Think about it: Why is a gay judge biased on the issue of marriage for gay people, whereas a straight judge isn’t? True, lots of gay people feel strongly about the issue, but so do many heterosexuals (many even more strongly). Since every judge has a sexual orientation, every judge has a potential bias when faced with a case about discrimination against gay people or straight people. If we kicked judges off a gay rights case because their sexual orientation gives them some kind of stake in the outcome, there would be no one left to hear the case.
If a judge’s sexual orientation mattered, then shouldn’t the five justices from the Washington Supreme Court who ruled against gay marriage in a 2006 case (presumably all heterosexual) have been disqualified from ruling on the case because their sexual orientation rendered them incapable of approaching the issue dispassionately? And if a judge’s personal characteristics were relevant, why shouldn’t the six current United States Supreme Court justices who are Catholics be excluded from ruling on a case about the religious freedom of Catholics?
Since there have not been many openly gay judges in any of our courts, we don’t have much law addressing this question directly. But it doesn’t take much thought to work through the issue in closely related contexts: Can an African-American or a female judge rule on a case about racial or gender bias in employment? The courts have answered that one, quite clearly and many times over: Of course she can.
Take Constance Baker Motley, an African-American woman who spent a long legal career with the NAACP Legal Defense and Educational Fund, litigating desegregation cases (including Brown v. Board of Education) and other landmarks of the civil rights movement. After President Johnson put her on the federal bench, some litigants made motions to disqualify her from civil rights cases because she was African-American and a woman.
Judge Motley properly rejected that motion.
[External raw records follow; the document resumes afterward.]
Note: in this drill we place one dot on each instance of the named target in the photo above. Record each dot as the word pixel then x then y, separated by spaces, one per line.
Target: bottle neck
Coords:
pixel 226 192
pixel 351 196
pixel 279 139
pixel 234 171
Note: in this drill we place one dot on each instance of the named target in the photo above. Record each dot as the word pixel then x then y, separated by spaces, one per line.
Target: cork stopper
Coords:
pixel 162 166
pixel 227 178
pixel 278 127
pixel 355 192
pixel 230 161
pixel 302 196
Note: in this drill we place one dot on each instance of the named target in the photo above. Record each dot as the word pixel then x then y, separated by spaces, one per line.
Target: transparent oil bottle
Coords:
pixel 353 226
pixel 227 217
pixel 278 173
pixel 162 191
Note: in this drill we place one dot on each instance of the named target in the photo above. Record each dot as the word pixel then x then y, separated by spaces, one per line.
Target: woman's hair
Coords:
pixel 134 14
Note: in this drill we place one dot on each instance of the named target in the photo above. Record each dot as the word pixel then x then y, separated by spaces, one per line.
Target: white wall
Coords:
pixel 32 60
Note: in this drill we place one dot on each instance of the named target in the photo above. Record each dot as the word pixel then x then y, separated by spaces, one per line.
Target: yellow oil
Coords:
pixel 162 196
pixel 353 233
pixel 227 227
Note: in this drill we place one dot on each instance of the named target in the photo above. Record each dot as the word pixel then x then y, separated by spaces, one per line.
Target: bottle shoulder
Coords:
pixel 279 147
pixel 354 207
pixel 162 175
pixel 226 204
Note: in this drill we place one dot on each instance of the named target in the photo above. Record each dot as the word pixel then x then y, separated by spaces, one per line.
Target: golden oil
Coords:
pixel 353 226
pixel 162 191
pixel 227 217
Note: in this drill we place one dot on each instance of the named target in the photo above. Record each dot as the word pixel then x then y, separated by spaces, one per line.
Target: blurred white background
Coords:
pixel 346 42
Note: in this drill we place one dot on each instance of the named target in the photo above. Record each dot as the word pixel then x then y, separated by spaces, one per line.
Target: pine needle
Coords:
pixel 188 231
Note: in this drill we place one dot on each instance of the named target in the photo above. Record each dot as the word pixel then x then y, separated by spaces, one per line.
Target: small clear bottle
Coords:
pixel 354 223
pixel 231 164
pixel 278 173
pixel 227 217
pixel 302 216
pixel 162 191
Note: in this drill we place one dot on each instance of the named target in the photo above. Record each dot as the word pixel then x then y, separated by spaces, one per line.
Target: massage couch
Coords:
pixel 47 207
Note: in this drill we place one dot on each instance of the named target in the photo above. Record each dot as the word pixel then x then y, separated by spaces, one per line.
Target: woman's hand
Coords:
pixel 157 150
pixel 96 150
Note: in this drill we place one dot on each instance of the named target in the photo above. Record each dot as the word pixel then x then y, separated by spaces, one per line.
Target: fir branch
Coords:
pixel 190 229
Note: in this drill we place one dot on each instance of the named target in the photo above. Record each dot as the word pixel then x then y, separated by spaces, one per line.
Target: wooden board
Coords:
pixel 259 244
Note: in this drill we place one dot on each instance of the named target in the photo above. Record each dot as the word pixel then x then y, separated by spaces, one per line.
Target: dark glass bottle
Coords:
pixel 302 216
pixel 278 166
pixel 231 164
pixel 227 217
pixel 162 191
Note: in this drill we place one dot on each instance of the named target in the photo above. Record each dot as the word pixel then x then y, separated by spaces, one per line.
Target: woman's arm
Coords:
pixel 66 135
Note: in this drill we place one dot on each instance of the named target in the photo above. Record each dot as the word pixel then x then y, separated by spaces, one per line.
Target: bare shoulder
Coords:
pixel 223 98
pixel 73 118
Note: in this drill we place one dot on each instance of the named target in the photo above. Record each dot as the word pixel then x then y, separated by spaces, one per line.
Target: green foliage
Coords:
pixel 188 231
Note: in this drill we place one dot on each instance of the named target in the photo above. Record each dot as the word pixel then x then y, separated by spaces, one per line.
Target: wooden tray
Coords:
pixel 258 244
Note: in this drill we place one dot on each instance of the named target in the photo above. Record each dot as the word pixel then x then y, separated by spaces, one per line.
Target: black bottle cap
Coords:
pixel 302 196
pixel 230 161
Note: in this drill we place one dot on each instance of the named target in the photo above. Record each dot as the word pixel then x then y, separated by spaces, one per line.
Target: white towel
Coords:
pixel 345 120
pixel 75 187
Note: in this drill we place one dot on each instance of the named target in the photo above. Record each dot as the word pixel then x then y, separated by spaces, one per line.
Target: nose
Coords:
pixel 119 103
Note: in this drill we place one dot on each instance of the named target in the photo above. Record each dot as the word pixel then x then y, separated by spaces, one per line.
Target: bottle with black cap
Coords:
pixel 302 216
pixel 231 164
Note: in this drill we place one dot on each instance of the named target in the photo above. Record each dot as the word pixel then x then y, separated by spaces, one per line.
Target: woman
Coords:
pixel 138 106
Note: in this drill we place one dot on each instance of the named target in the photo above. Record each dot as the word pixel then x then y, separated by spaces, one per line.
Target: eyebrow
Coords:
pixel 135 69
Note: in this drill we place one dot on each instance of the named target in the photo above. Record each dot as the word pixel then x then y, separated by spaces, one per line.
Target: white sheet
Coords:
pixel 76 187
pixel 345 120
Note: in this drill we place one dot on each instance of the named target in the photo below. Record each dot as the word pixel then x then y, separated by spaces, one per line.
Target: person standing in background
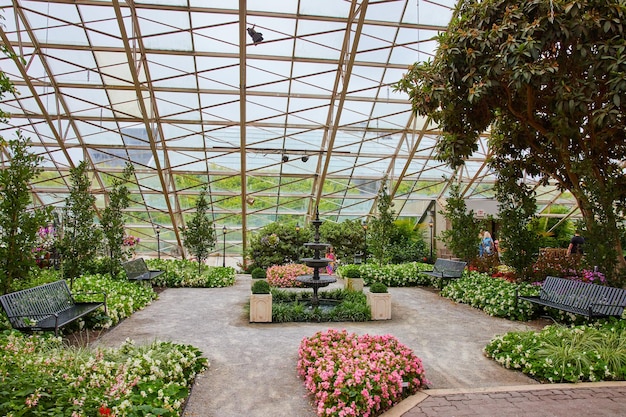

As she explained:
I am a woman, and before being elevated to the bench, was a woman lawyer...The assertion, without more, that a judge who...happens to be of the same sex as a plaintiff in a suit alleging sex discrimination on the part of a law firm, is, therefore, so biased that he or she could not hear the case, comes nowhere near the standards required for recusal. Indeed, if background or sex or race of each judge were, by definition, sufficient grounds for removal, no judge on this court could hear this case, or many others, by virtue of the fact that all of them were...of [one] sex...
Judge Walker’s sexual orientation — whatever it may be — doesn’t make him unable to decide the issues before him impartially. What does matter is how he conducts himself as a judge, and his ability to put his own views and background aside and focus on the law and the constitution.